Her funeral has been scheduled for 31 August following a two-day public viewing of her open casket, relatives said.

Franklin, the preacher’s daughter who became the long-reigning Queen of Soul with such hits as “Respect” and “Chain of Fools”, was born in Memphis, Tennessee but grew up in Detroit after moving there with her family at the age of four.

Her body will lie in state for public viewing at the city’s Charles H Wright Museum of African American History on 28 and 29 August.

She will be laid to rest at the city’s Woodlawn Cemetery following a service for family, friends and invited guests at the nearby Greater Grace Temple.

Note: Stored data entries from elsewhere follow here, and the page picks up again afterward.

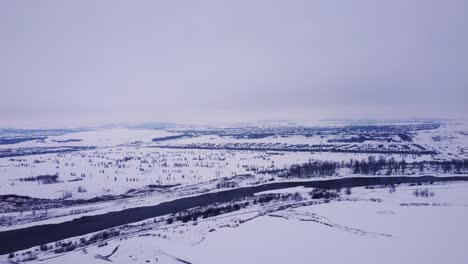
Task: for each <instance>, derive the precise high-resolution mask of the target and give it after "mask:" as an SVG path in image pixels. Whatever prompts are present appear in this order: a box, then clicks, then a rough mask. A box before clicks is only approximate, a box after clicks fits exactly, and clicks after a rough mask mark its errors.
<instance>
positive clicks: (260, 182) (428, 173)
mask: <svg viewBox="0 0 468 264" xmlns="http://www.w3.org/2000/svg"><path fill="white" fill-rule="evenodd" d="M382 160H383V161H382ZM466 160H468V124H467V123H463V122H443V123H423V124H412V123H402V124H390V125H388V124H387V125H356V124H353V125H349V124H348V125H347V124H338V125H337V124H334V125H330V124H321V125H314V126H311V127H308V126H306V125H302V126H294V125H291V126H286V125H281V124H275V125H274V126H268V125H265V126H259V127H251V126H248V127H231V128H229V127H227V128H226V127H198V128H197V127H195V128H194V127H176V128H171V129H169V128H167V129H158V130H143V129H130V128H101V129H76V130H70V131H68V130H63V131H62V130H53V131H47V130H45V131H42V130H37V131H21V130H19V131H17V130H13V131H10V130H8V132H5V133H4V134H0V198H1V199H0V206H1V211H0V232H4V231H7V230H15V229H21V228H27V227H31V226H36V225H37V226H40V225H44V224H50V223H63V222H66V221H70V220H73V219H76V218H79V217H82V216H92V215H98V214H106V213H108V212H114V211H121V210H125V209H128V208H138V207H143V206H151V205H158V204H160V203H162V202H166V201H173V200H176V199H179V198H182V197H191V196H196V195H200V194H202V193H212V192H217V191H220V190H228V189H235V188H239V187H248V186H256V185H261V184H265V183H270V182H287V181H310V180H321V179H325V178H327V179H339V178H345V177H363V176H379V175H380V176H385V175H390V176H408V177H413V176H420V175H433V176H448V175H452V176H463V175H467V174H468V170H467V169H466ZM357 161H358V162H357ZM314 162H315V163H314ZM324 162H329V163H325V165H327V166H328V164H333V166H335V167H334V169H333V170H332V171H331V172H328V173H322V174H320V175H318V174H304V175H305V176H301V177H298V175H296V174H294V173H298V172H301V170H300V168H301V167H300V166H303V164H309V166H311V167H310V168H312V165H311V164H319V165H314V166H322V165H321V164H323V163H324ZM359 162H361V163H360V164H361V165H362V163H364V164H366V162H369V164H374V165H375V164H380V165H379V166H380V169H376V170H375V171H373V172H371V170H369V171H367V172H362V169H361V168H360V167H359V165H356V164H359ZM378 162H381V163H378ZM382 162H383V163H382ZM387 162H388V163H387ZM463 162H465V163H463ZM392 164H393V165H392ZM457 164H459V165H460V164H461V165H460V167H457V166H458V165H457ZM463 164H465V165H463ZM295 166H299V167H298V168H299V170H293V168H294V167H295ZM356 166H358V167H357V169H356ZM447 166H448V167H447ZM463 166H465V167H463ZM310 168H307V169H310ZM314 168H316V167H314ZM303 169H304V168H303ZM319 171H320V169H317V170H316V171H315V172H314V173H318V172H319ZM302 173H304V172H302ZM301 183H302V182H301ZM393 188H394V187H392V186H386V187H385V188H374V189H371V188H353V189H352V190H351V189H343V190H337V191H338V197H335V195H336V191H335V192H333V193H331V194H327V196H326V198H323V197H322V195H323V194H320V197H319V198H317V197H315V196H313V192H314V191H313V190H312V189H310V188H304V187H294V188H288V189H282V190H269V191H263V192H259V193H256V194H255V195H253V196H252V197H248V198H245V199H247V200H246V201H247V202H248V204H244V203H240V204H237V205H236V206H237V207H236V208H235V209H232V210H231V206H233V204H231V205H226V204H221V205H216V206H229V209H226V208H224V209H222V210H225V211H222V213H221V214H220V215H218V214H215V215H214V216H210V217H207V218H203V219H197V218H196V217H195V220H189V221H188V222H187V221H185V220H184V221H182V220H180V219H178V220H177V219H176V218H177V215H166V216H163V217H160V218H155V219H149V220H145V221H143V222H139V223H134V224H132V225H130V226H128V227H120V229H119V230H120V234H119V235H117V236H113V237H110V238H109V239H104V240H102V239H101V240H99V241H96V242H95V243H81V244H80V242H79V239H80V237H77V238H74V239H71V240H70V241H72V242H73V243H75V244H74V245H76V243H78V244H79V245H80V246H77V247H76V248H73V250H67V252H66V253H64V252H55V253H54V251H56V250H57V249H60V248H64V246H63V244H60V243H59V244H55V243H51V244H50V245H52V244H53V248H54V249H50V248H47V247H46V249H45V250H39V249H37V248H32V249H30V250H22V251H18V252H16V253H15V254H13V255H12V256H11V255H10V258H9V255H4V256H2V257H1V258H0V263H1V262H2V261H4V262H5V261H17V262H22V261H26V260H28V261H32V262H35V261H38V260H41V261H40V263H85V262H86V263H105V261H113V262H116V263H311V262H315V261H325V262H329V263H343V262H350V263H445V262H447V263H468V253H466V251H464V250H463V245H465V244H466V243H467V242H468V231H466V230H468V229H467V228H465V227H464V226H463V224H464V223H465V222H467V220H468V210H467V208H468V184H466V183H446V184H433V185H432V184H431V185H422V186H410V185H398V186H396V187H395V189H393ZM426 189H427V191H426ZM415 190H418V191H417V192H415ZM16 195H19V196H16ZM265 197H267V198H268V197H270V198H271V197H276V198H274V200H273V202H272V201H270V200H268V199H267V200H268V201H262V202H260V200H261V199H263V198H265ZM278 197H281V198H278ZM275 199H276V200H275ZM254 200H255V203H254ZM256 200H259V202H258V203H257V201H256ZM244 202H245V201H244ZM234 203H235V201H234ZM205 209H206V208H199V210H205ZM218 209H219V208H218ZM197 210H198V209H197ZM226 210H227V211H226ZM192 213H193V212H192ZM178 217H181V215H180V214H179V215H178ZM169 218H170V219H169ZM182 218H183V217H182ZM168 219H169V220H170V221H169V220H168ZM83 239H84V240H83V241H88V240H87V239H89V237H87V236H85V237H84V238H83ZM66 241H68V240H65V242H64V243H66ZM85 244H86V246H83V245H85ZM115 249H116V250H115ZM31 250H32V251H31ZM114 250H115V252H114V254H112V255H109V254H111V253H112V251H114ZM28 251H29V253H26V252H28ZM106 255H108V256H106ZM10 263H11V262H10Z"/></svg>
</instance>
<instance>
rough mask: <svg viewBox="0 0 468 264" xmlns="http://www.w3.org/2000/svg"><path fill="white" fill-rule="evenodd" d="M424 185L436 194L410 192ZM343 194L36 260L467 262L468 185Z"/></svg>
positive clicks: (116, 239) (360, 188)
mask: <svg viewBox="0 0 468 264" xmlns="http://www.w3.org/2000/svg"><path fill="white" fill-rule="evenodd" d="M426 188H427V189H428V190H429V191H431V192H433V193H434V195H433V196H431V197H416V196H415V195H414V194H413V193H414V190H416V189H426ZM290 191H293V190H290ZM285 192H287V190H285ZM341 197H342V198H341V199H338V200H331V201H330V202H328V203H318V204H315V205H310V206H304V207H297V208H292V209H286V210H280V211H275V212H272V213H267V214H264V215H261V214H257V213H248V212H247V213H246V214H244V215H231V216H230V217H227V218H224V219H216V220H214V219H213V220H208V221H205V222H202V221H200V222H198V224H197V225H194V224H193V223H188V224H184V225H173V226H171V225H166V226H164V228H160V229H156V230H149V231H143V232H140V233H138V235H134V236H129V237H121V238H118V239H113V240H110V241H108V243H107V245H106V246H103V247H99V246H97V245H95V246H91V247H88V248H86V249H85V250H83V249H80V250H77V251H74V252H70V253H68V254H64V255H59V256H55V255H53V254H52V255H47V254H45V255H41V256H40V258H39V259H40V260H42V261H40V262H38V263H104V262H103V260H102V259H101V258H99V257H96V256H98V255H100V256H105V255H107V254H110V253H111V252H112V251H113V250H114V249H115V248H116V247H117V246H118V249H117V251H116V253H115V254H114V255H112V256H111V257H110V258H109V260H111V261H113V262H115V263H145V262H146V263H185V262H182V261H186V262H189V263H311V261H312V262H315V261H319V262H322V261H326V262H327V263H376V262H377V263H466V262H467V261H468V252H467V251H466V250H465V245H466V243H468V229H467V228H466V226H465V224H466V222H467V220H468V211H467V210H468V209H467V208H468V184H466V183H449V184H437V185H423V186H398V187H397V188H396V189H395V192H390V191H389V189H388V188H380V189H366V188H354V189H352V194H350V195H345V194H342V196H341ZM252 217H253V219H251V220H250V221H246V222H244V223H241V224H238V223H239V220H240V219H250V218H252ZM49 257H53V258H50V259H49ZM181 260H182V261H181ZM33 262H34V261H33Z"/></svg>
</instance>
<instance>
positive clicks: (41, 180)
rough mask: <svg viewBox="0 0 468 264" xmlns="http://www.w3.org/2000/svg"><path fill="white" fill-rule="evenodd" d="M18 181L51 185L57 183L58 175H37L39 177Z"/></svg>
mask: <svg viewBox="0 0 468 264" xmlns="http://www.w3.org/2000/svg"><path fill="white" fill-rule="evenodd" d="M20 181H36V182H38V183H41V184H52V183H57V182H58V175H57V174H54V175H39V176H31V177H26V178H21V179H20Z"/></svg>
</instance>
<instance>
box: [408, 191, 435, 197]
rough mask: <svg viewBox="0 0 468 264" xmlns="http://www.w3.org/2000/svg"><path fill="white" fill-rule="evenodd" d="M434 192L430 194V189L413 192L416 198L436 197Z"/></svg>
mask: <svg viewBox="0 0 468 264" xmlns="http://www.w3.org/2000/svg"><path fill="white" fill-rule="evenodd" d="M434 194H435V193H434V192H430V191H429V190H428V189H424V190H420V189H416V190H414V192H413V195H414V196H416V197H429V196H434Z"/></svg>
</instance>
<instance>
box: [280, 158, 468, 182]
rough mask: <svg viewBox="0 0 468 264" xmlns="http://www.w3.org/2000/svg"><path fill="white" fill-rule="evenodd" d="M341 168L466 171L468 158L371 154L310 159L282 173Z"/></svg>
mask: <svg viewBox="0 0 468 264" xmlns="http://www.w3.org/2000/svg"><path fill="white" fill-rule="evenodd" d="M340 168H348V169H351V170H352V172H353V173H354V174H364V175H382V174H385V175H394V174H405V173H406V172H408V171H415V170H417V171H419V172H426V171H431V172H443V173H457V174H460V173H466V172H467V171H468V160H451V161H421V162H411V163H408V162H406V160H404V159H403V160H400V161H397V160H396V159H395V158H394V157H390V158H389V159H387V158H385V157H384V156H380V157H379V158H378V159H377V158H376V157H375V156H369V157H368V159H367V160H365V159H362V160H350V161H349V162H341V163H340V162H334V161H309V162H308V163H304V164H299V165H292V166H291V167H290V168H289V169H287V170H286V171H283V172H281V173H280V176H283V177H294V178H310V177H324V176H334V175H336V174H337V170H338V169H340Z"/></svg>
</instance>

The temple, which can seat up to 4,000 people, has previously hosted funerals for notable Detroit figures including African-American activist Rosa Parks and jazz trumpeter Marcus Belgrave.

Musicians and other high-profile figures from around the world are expected to attend her funeral.

A family spokesperson told the Detroit Free Press that multiple public events were being planned to mark her death.

Local news channel WDIV-4 said organisers were working on a “musical tribute with major recording artists” at an as yet undecided venue.

Fans have been gathering at Detroit’s New Bethel Baptist Church to pay their respects since Franklin’s death was announced on Thursday. Flowers, balloons and messages of tribute to the singer have been left outside the church.

Tributes have flooded in from stars including Dolly Parton, Ariana Grande, Mariah Carey, Sir Elton John, Diana Ross and Oprah Winfrey.

“She was the original and she could sing anything,” said motown singer Smokey Robinson said. “They called her ‘the Queen of Soul’, but Aretha could sing anything you put in front of her: opera, soul, gospel, jazz, whatever it was.

“She knew that she was blessed to get the chance to live what she loved and live her dream,” he added.

The MTV Video Music Awards, which take place in New York on Monday, will feature a special tribute to Franklin.

Executive producer Jesse Ignjatovic tells said organisers were “working on a lot of different options” and wanted to find “the right tone and the right artist” to honour the Queen of Soul.

“Whether it’s a performance or spoken – just something that’s organic and done in a way that feels tonally right because it’s Aretha Franklin,” he added.